My native state hasn’t had headlines go nationwide over antievolution lately. But there are indications that Florida may be one of the next big targets of the antievolution advocates.
Ron Matus at the St. Petersburg Times wrote about this in today’s paper:
Nationally, it’s a raging debate. President Bush weighed in this month. Time magazine devoted its cover story to the subject two weeks ago.
But in Florida, the teaching of intelligent design – the newest, faith-based counterpoint to Darwin’s theory of evolution – is not an issue.
At least, not yet.
Some observers expect the other shoe to drop next year, when Florida education officials revisit state science standards as part of a routine review of what should be taught in Florida schools.
“The question is going to come up,” said Bob Orlopp, science supervisor for Pinellas County schools.
“That’s a healthy time to have discussions of that nature,” said state Rep. Dennis Baxley, an Ocala Republican who chairs the House Education Council and supports alternatives to evolutionary theory.
And even I got quoted a little:
A spokesman for the National Center for Science Education, which tracks intelligent-design skirmishes around the country, said anti-evolution forces typically rev up their campaigns when state science standards are reviewed.
“Florida is primed for the sort of large-scale evolution/creation incident that has grabbed headlines in other parts of the country,” Wesley Elsberry, the center’s information project director, wrote in an e-mail.
If you are in Florida and have an interest in getting involved in having only science taught in science classrooms, drop me a note.

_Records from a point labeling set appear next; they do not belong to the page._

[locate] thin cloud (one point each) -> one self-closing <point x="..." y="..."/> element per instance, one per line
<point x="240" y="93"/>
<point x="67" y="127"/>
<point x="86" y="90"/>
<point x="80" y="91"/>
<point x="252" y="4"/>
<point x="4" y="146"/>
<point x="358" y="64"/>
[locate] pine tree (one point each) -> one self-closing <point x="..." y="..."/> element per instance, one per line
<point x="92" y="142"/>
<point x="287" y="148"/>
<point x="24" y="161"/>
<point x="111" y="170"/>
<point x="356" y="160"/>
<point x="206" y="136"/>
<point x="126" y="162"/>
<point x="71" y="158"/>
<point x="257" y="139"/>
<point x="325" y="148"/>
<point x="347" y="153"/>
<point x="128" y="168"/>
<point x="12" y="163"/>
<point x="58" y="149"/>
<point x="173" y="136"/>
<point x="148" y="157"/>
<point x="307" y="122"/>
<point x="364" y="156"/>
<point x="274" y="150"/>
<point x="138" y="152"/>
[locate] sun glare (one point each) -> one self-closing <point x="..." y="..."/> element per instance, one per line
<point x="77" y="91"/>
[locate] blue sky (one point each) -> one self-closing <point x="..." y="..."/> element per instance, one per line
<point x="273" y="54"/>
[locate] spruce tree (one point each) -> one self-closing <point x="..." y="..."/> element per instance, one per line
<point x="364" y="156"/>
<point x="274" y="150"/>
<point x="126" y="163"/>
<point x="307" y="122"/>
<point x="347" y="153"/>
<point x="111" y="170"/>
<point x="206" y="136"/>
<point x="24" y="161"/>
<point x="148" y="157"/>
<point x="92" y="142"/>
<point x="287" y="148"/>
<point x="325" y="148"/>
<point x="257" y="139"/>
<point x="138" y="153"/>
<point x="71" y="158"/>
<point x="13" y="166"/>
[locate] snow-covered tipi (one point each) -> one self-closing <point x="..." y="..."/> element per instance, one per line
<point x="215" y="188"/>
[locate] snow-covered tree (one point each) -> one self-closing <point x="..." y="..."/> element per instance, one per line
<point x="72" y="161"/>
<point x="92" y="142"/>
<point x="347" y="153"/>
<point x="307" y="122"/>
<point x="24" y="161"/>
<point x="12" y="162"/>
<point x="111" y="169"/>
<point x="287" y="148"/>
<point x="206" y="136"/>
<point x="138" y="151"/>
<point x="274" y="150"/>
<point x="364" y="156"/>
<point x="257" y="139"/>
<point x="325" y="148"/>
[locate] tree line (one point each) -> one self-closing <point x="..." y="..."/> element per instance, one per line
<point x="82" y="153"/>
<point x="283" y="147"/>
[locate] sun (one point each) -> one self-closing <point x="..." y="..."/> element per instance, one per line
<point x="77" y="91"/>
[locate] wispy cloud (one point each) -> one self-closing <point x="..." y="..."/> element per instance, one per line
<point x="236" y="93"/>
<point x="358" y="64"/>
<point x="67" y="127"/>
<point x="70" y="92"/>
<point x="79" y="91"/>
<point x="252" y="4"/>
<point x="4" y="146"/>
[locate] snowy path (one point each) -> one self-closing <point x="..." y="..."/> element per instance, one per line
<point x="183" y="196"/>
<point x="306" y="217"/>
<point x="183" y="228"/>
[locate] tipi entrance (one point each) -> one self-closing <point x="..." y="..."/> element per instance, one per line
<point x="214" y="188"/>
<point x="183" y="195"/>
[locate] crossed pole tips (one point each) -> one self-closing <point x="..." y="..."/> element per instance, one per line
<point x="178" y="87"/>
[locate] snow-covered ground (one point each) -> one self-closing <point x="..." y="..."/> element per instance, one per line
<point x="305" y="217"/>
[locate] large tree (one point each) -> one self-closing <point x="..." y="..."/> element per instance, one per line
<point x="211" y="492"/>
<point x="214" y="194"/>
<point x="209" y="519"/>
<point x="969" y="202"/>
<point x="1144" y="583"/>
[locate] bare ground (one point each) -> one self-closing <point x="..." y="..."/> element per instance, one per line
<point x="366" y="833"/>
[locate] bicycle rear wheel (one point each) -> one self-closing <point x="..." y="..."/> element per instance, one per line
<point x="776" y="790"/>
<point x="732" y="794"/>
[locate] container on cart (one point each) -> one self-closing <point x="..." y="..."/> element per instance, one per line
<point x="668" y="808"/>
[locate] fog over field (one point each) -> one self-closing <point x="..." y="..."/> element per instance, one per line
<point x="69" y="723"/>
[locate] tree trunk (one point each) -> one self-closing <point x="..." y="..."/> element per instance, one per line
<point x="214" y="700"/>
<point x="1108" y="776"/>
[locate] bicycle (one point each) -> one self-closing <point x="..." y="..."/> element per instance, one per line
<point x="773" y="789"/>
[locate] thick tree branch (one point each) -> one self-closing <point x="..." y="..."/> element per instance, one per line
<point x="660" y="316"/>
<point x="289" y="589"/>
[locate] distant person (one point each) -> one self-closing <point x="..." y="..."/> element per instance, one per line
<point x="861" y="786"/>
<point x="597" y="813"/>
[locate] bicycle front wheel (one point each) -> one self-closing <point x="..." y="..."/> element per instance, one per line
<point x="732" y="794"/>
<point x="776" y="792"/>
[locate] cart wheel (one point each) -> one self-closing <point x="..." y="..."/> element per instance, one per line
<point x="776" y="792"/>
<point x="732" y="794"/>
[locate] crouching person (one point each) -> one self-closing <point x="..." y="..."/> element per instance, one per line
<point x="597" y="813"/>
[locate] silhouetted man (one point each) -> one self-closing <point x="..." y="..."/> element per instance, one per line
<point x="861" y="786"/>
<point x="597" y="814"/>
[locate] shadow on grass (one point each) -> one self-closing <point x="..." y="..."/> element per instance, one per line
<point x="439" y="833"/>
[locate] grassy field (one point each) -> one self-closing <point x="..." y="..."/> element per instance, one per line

It’s not too early to start getting organized.
Florida will be, I expect, one of several places where antievolution is pushed next year as states review their science standards.
Update: I spoke with another reporter today, and sent the following as a followup email.
- Science education is critical to our continued economic competitiveness in an increasingly technical world economy.
- “Intelligent design” and “teaching the controversy” initiatives in various states have started by changing the definition of “science” in the science standards, or proposing to do so.
- A process exists for getting new ideas into the science textbooks, which is to convince the scientific community that an idea is scientifically justified. Ideas in biology that have made their way into the textbooks in this manner include endosymbioosis, transposons, and punctuated equilibria. ID advocates seek to short-circuit this process.
- “Teaching the controversy” uses the same arguments that were seen in “intelligent design”, which is turn is entirely comprised of arguments that were used in “scientific creationism”.
- The reasons that ID advocates would be satisfied in getting “teach the controversy” arguments into science classrooms are that these are the same arguments as those labelled as “intelligent design” and because of the “two-model approach”. The “two-model approach” is the logic behind the “equal time” and “balanced treatment” measures, where arguing against evolution was asserted to demonstrate the truth of “creation”/”intelligent design”. Even though ID would not be mentioned by name, the thought in the ID community is that if evolution is deprecated, people must then accept ID as the only available alternative.
Update: Fixed an infelicity in the above text, and Florida has appointed Cheri Yecke, antievolution advocate from Minnesota, to be its K-12 Chancellor. This is about as clear a signal as we could expect that a major push to undermine Florida science standards is underway.